People are so entitled and have decided that selfishness as a 'good thing' so ingrained in our culture. 'Me' time this, I "NEED this for my sanity" that. I know fathers of very small children who work all the time (you know, like mothers do, and like SAHParents do) and the first thing they are up to of a weekend is polishing cars, training for marathons, off out on their own, etc etc. Not wanting to spend time with their kids. But of course, they 'need' it for their sanity. No they don't, they'd just rather be doing that instead.

Whatever.

WhoAteMySnickers · 23/05/2011 18:24

YABVU. Its a few hours to himself once a week. I dont see the problem.

If you lightened up he wouldn't need to go behind your back. He probably goes about it sneakily because you'd give him a hard time if he told you beforehand. I get the impression you'd be pissed off whether it was the pub, golf, the gym. You are resentful of the fact that he has the audacity to want some time to himself/with friends.
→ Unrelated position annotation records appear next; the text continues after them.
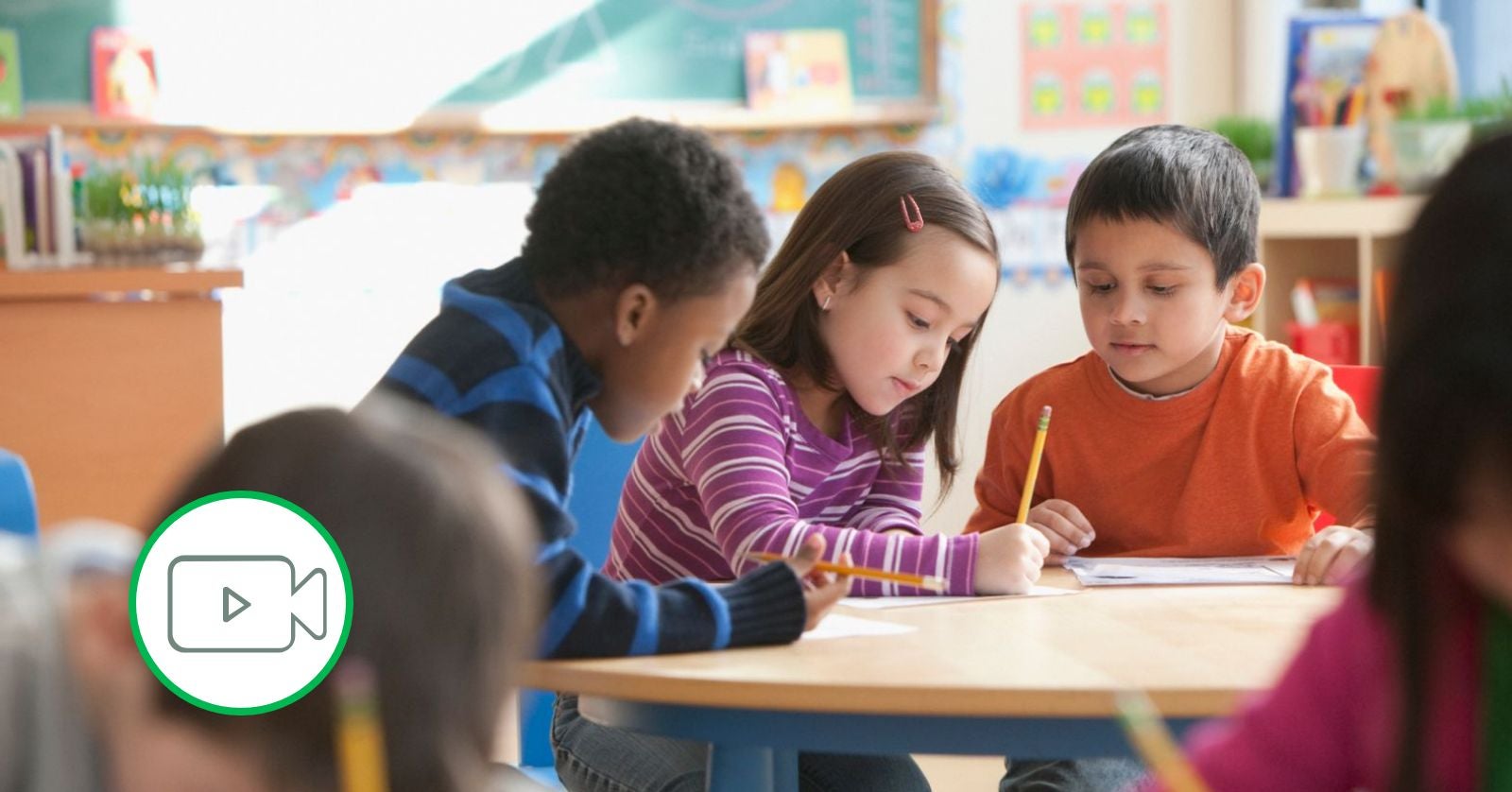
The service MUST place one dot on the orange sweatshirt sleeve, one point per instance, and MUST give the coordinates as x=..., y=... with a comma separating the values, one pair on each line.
x=1335, y=451
x=1002, y=479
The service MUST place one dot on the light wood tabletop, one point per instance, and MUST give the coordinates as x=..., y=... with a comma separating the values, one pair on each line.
x=1194, y=648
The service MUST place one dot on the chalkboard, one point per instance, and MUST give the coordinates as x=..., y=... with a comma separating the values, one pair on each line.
x=635, y=50
x=55, y=44
x=695, y=50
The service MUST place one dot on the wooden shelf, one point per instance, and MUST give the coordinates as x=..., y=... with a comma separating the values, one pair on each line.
x=514, y=120
x=1345, y=239
x=1297, y=218
x=35, y=284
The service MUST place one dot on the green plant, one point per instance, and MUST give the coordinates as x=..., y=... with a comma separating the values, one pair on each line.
x=140, y=211
x=1255, y=138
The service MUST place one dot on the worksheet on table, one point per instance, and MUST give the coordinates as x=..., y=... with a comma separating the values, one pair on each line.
x=1136, y=572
Make some plans of your own so you get some time to yourself too, you dint need his permission to socialise. A simple "I'm out on Saturday afternoon with friends, so dont make plans for yourself unless they include DD" will suffice.

GwendolineMaryLacey · 23/05/2011 18:33

It's not a few hours a week. He comes back pissed, has a hangover on Sundays and lies on the sofa refusing to move. So he might as well be in the pub for 2 days.

otchayaniye · 23/05/2011 18:35

Also, remember that the OP said that if she sees her friends it is often with the baby, and all that entails. It's a different kettle of fish to breezily wandering off to the boozer for an unlimited time and then crying off the next day too.

"Entitled" can be translated into many languages.

BestNameEver · 23/05/2011 18:37

This reply has been deleted

Message withdrawn at poster's request.

podsquash · 23/05/2011 18:44

Everyone has different tolerances for their partner's 'hobbies'. If you were totally fine with him going to this bar, then fine. But the fact is you aren't fine about it, you've tried to talk to him about it, and he isn't listening or engaging with how you feel. Bad.

Bogeyface · 23/05/2011 18:47

he is always prepared, if not happy, to look after the baby

This says it all for me.

The fact that he will look after his own child because he HAS to but doesnt want to and clearly doesnt like it.

No one would be questioning his right to a few hours pub time if it was reciprocated with good grace, but it isnt and he resents any time he has to spend looking after his own child, but expects his wife to do it to suit his wants.

Selfish, whichever way you paint it.

handofcod · 23/05/2011 19:49

Bogeyface point taken but that's a turn of phrase I slightly regret. He does really love his dd, don't think he begrudges time spent with her. Its true that he sometimes has to be prodded to give me a bit more time off in the home than I would like, but I made it sound worse than it is. Not to detract from my being pissed off about the bar, but its not like he's an unwilling father.